Here is a list of crimes that take 20 minutes or less, itemised so that your micro brain can comprehend them.

  1. Shoplifting.
  2. Mugging someone.
  3. Breaking into someone’s house or car.
  4. Shooting someone.
  5. Assault and battery – I guarantee you that if someone were beating you for twenty minutes, you would likely be dead.
  6. Raping someone – Yes, I included it! Because you seem not to realise that however long someone is being raped for, whether that be twenty seconds, twenty minutes, twenty hours, twenty years – it is rape.

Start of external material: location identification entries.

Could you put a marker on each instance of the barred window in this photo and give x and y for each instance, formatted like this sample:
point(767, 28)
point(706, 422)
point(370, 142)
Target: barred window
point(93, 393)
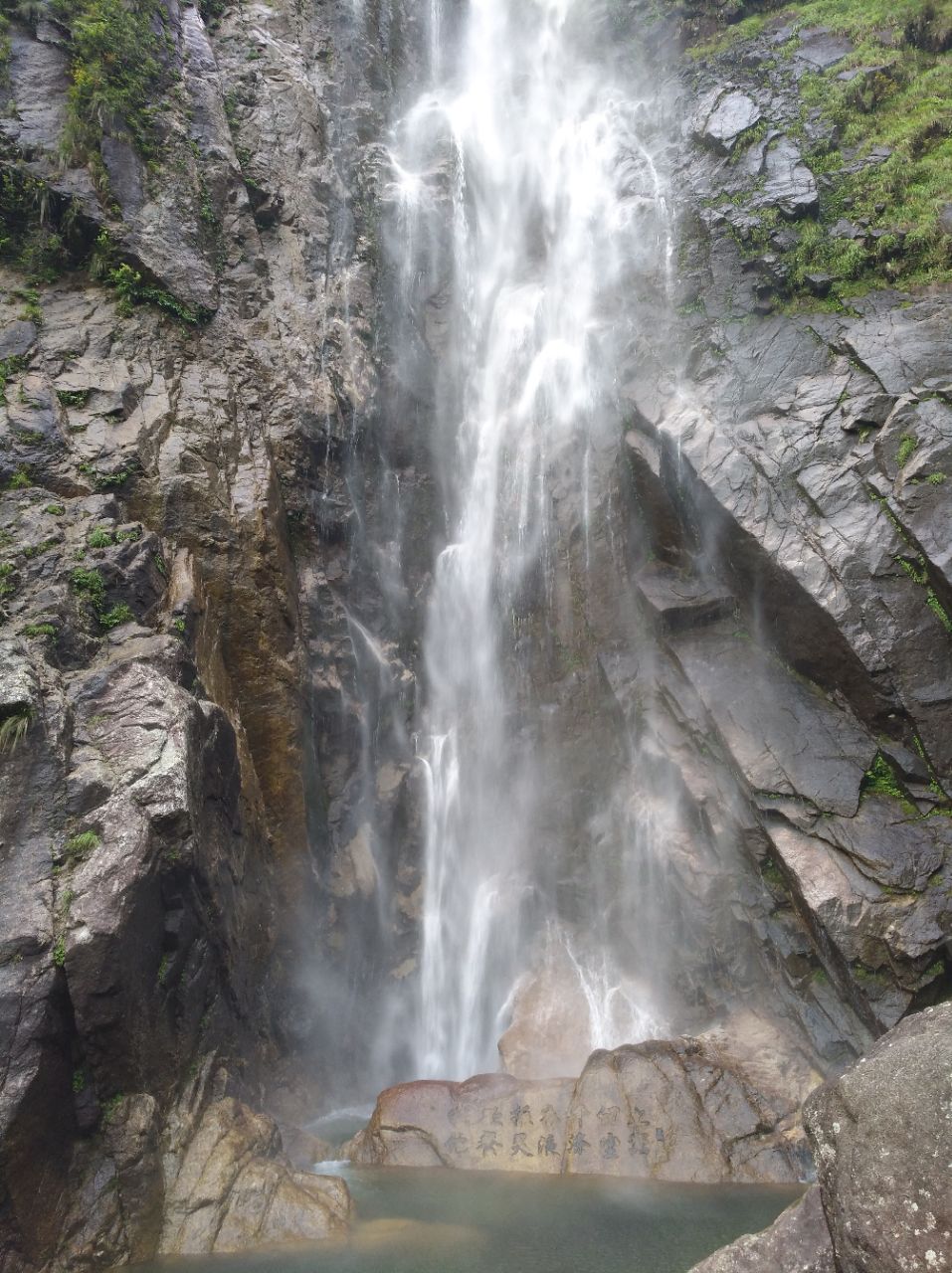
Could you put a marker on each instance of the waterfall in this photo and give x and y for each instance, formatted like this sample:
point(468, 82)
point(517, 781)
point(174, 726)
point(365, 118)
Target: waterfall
point(528, 198)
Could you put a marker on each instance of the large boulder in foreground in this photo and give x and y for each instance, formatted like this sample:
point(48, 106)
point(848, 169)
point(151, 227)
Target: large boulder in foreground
point(662, 1110)
point(882, 1137)
point(883, 1149)
point(235, 1190)
point(798, 1241)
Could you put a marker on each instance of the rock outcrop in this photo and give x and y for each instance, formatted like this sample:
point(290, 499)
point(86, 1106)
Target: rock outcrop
point(215, 537)
point(659, 1110)
point(882, 1142)
point(231, 1189)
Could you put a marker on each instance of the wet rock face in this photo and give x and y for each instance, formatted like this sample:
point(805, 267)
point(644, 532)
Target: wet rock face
point(233, 1190)
point(660, 1110)
point(168, 576)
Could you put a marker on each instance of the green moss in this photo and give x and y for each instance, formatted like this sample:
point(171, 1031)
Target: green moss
point(116, 615)
point(905, 107)
point(91, 583)
point(79, 846)
point(771, 873)
point(73, 398)
point(13, 728)
point(943, 617)
point(117, 77)
point(880, 780)
point(32, 227)
point(109, 1108)
point(906, 449)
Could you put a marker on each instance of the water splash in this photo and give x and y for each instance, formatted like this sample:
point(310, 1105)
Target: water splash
point(527, 189)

What has happened in their lives prior to this life altering, devastating, damaging twenty minutes does not count. The twenty minutes is what counts. That’s twenty minutes of him panting in her ear, rubbing himself against her bare legs, shoving his hand inside her, while she lays there, uncovered, unconscious, unable to say no. Twelve hundred seconds of her being pressed into the dirt, gravel and pine needles being pushed into her skin because your son was taking what he wanted; doing what he felt like doing. Twelve hundred seconds of her lying there half naked, without responding. ‘Twenty minutes of action’, as you so charmingly put it, or, ‘the rape of a human being’, as decent people put it.

You know what takes longer than twenty minutes?

  1. Raising a son that believes women are his equals. That he is never, ever to take what he has no right to. That if he does something wrong, he should apologise. That he should mean it. That he should spend the rest of his life making up for those twelve hundred seconds of devaluing, degrading, dishonouring another human being. Of putting his hands where they do not belong. Of taking what he had no earthly right to take. That, my friend, takes a lifetime. One that your son has been granted. Use it. 
  2. Realising that your son is not the victim, and that you are not the hero. This will take more than twenty minutes for you because you have demonstrated no aptitude for introspection. Why would you ever have to?  When you can hire an expensive lawyer and casually watch said lawyer tear apart your son’s victim and then write letters stating your son’s punishment was too harsh, a tendency toward quiet reflection and seeing-things-from-the-other-fellow’s-point-of-view is seldom necessary.*  You probably spent less time on that letter than your son spent assaulting another human being.
  3. It will take the girl your son assaulted much, much longer than twenty minutes to recover from this nightmare.

She will heal, gradually, because she is brave and strong and has the support of millions. She will go on to be a productive member of society. She has already inspired people around the world to stand up and be counted. She has proven herself to be compassionate and intelligent and wise beyond her years.

She has given a voice to anyone whose voice was stolen from them by people like you, with your casual, indifferent dismissal.

With your entitled, arrogant world view.

With your fancy lawyer.

With your silly little letter.

 

 

*Thank you Sir Terry for those words. I trust that you won’t have a problem with me using them here.